Reality isn’t what it used to be.
And investors will need to different strategies to cope with radically altered market conditions expected over the coming years, according to Salt head of global diversified funds, Greg Fleming.
In a new paper published last week, Fleming says demand is rising for assets immune to “suppressed interest rates and mounting inflation risks”.
“Confronted with unexpected and potentially persistent inflation for the first time in years, investors are being advised to diversify into real assets,” he says.
But reality-based assets – broadly defined as those “linked to tangible holdings with intrinsic value” – comprise a wide range of, mostly private market investments including land, art, precious metals and commodity futures.
“However, these are prone to speculation and illiquidity,” Fleming says in the paper.
While the majority of real assets trade in opaque private markets, he says a “substantial minority” are now available on public exchanges.

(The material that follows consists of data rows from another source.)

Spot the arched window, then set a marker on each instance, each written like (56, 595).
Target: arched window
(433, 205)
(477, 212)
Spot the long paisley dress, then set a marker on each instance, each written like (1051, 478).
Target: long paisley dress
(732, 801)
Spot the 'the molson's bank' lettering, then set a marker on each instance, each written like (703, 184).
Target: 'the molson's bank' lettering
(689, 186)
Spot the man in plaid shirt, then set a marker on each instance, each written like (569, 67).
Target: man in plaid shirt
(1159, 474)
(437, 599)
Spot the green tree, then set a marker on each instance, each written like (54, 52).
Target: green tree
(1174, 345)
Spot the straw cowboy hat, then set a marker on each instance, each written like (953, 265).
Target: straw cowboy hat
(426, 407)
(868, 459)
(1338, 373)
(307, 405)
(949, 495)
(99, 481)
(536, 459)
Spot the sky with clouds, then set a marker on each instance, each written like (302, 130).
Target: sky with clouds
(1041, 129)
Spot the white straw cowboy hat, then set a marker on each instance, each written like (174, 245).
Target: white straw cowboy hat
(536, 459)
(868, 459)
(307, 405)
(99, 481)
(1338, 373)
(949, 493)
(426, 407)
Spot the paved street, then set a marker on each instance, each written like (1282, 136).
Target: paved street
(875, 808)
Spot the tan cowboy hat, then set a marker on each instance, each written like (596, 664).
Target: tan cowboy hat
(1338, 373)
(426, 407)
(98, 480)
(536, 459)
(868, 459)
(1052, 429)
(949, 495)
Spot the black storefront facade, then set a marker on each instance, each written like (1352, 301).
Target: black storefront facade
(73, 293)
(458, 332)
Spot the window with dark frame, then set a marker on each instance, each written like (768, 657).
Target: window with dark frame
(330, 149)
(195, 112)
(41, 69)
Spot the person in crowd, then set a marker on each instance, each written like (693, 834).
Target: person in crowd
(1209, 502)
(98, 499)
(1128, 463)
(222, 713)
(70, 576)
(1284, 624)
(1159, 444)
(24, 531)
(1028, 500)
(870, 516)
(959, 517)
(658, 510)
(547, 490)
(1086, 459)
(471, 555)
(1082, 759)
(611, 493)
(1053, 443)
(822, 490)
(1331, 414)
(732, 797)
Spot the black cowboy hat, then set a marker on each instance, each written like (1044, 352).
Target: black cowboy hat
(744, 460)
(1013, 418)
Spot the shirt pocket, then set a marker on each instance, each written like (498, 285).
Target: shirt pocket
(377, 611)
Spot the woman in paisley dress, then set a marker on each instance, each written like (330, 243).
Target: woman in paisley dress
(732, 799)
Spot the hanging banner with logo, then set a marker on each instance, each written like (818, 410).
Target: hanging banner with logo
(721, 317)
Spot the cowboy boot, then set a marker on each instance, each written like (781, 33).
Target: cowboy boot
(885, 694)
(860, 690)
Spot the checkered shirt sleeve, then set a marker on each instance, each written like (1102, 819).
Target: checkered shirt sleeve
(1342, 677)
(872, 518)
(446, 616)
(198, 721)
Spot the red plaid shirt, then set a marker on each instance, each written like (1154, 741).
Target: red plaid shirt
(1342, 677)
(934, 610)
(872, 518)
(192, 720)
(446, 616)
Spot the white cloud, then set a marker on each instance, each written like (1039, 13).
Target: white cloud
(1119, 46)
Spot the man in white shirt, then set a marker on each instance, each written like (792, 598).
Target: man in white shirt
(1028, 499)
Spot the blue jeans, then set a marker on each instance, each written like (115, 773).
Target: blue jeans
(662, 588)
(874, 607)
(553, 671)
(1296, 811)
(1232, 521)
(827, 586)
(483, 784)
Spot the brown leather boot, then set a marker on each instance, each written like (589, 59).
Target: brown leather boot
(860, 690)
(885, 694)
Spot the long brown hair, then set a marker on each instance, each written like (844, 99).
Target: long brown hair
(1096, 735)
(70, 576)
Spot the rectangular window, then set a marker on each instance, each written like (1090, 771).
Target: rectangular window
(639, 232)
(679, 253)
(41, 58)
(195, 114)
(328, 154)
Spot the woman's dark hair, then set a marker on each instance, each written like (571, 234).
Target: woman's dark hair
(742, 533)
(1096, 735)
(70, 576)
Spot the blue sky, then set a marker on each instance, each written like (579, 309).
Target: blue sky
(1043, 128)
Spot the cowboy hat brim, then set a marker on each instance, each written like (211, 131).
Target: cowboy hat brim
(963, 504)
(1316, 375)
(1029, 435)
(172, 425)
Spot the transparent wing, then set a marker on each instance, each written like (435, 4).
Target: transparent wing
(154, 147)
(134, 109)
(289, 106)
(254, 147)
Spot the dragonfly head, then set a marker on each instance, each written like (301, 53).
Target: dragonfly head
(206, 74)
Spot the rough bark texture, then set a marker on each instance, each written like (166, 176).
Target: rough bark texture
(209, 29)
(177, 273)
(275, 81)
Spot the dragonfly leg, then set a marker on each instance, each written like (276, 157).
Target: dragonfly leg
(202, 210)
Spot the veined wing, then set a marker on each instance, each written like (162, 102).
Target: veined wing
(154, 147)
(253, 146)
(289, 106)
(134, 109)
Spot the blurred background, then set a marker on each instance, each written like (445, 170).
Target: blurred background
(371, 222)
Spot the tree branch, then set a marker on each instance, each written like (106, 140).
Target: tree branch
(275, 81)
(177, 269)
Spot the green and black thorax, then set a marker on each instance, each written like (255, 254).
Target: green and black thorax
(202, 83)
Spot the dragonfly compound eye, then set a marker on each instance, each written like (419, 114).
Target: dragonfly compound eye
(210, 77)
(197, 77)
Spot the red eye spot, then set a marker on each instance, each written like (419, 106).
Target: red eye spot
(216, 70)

“The judicious deployment of listed real assets in a portfolio, by contrast, can introduce inflation-proofing without multiplying such [private market] risks,” Fleming says.
Listed and real can clearly live together: note the rise of listed real estate investment trust (REITs) both in NZ and offshore over the last few decades.
If REITs have shown the way, global listed infrastructure is following not too far behind.
“Listed infrastructure as an asset class is in a similar position to REITs 20 years ago,” Fleming says.
Still a relatively young asset class, listed infrastructure features “slightly different performance drivers and sensitivities” than property, the Salt paper says, while both share “generally superior dividend yields”.
Infrastructure, though, offers some unique features – such as inflation-linked revenue sourced from ‘wide moat’ regulated businesses – that “are becoming attractive for investors reacting rationally to low bond yields and leery of the riskier, momentum-driven elements in equity markets”.
“It is emerging that well-chosen infrastructure assets are very well adapted to a prolonged period of low real (inflation-adjusted) interest rates, and while the associated investment securities are not likely to beat the broader market over years during a sustained bull market, they can prevail in the longer run, due to lower overall loss of value, continued dividend streams, and the consequent benefit to compounding investment returns,” Fleming says in the paper.
While listed infrastructure can lag wider equity markets – as it has this year – the study says historical data shows the asset class has outperformed both shares and bonds “when inflation is high, when it is rising, and when it surprises on the upside”.
Last week Salt officially opened its new global listed infrastructure to tap into the increasing investor demand and opportunities in the asset class.
The portfolio investment entity (PIE) Salt Sustainable Global Infrastructure Fund, managed by US-based real assets specialist, Cohen & Steers, kicked off with about $10 million from seed clients.
Fleming says the fund currently holds about 60 stocks out of the investable universe of 245 – held in the FTSE global infrastructure 50/50 index.
As per the name, the new Salt strategy also leans to infrastructure assets poised to benefit from the energy ‘transition’ away from fossil fuels.
“Our own approach is to guide the Infrastructure portfolio in the direction of pro-transition utilities, as well as applying rigorous scrutiny to improvements in the transportation sector, which is the other large component of our fund’s benchmark index and actual portfolio structure,” the paper says.
Fleming says listed infrastructure has a place in both growth and income portfolios – Salt includes the new fund in its diversified strategies – but investors should set allocations for a, realistic, long-term horizon.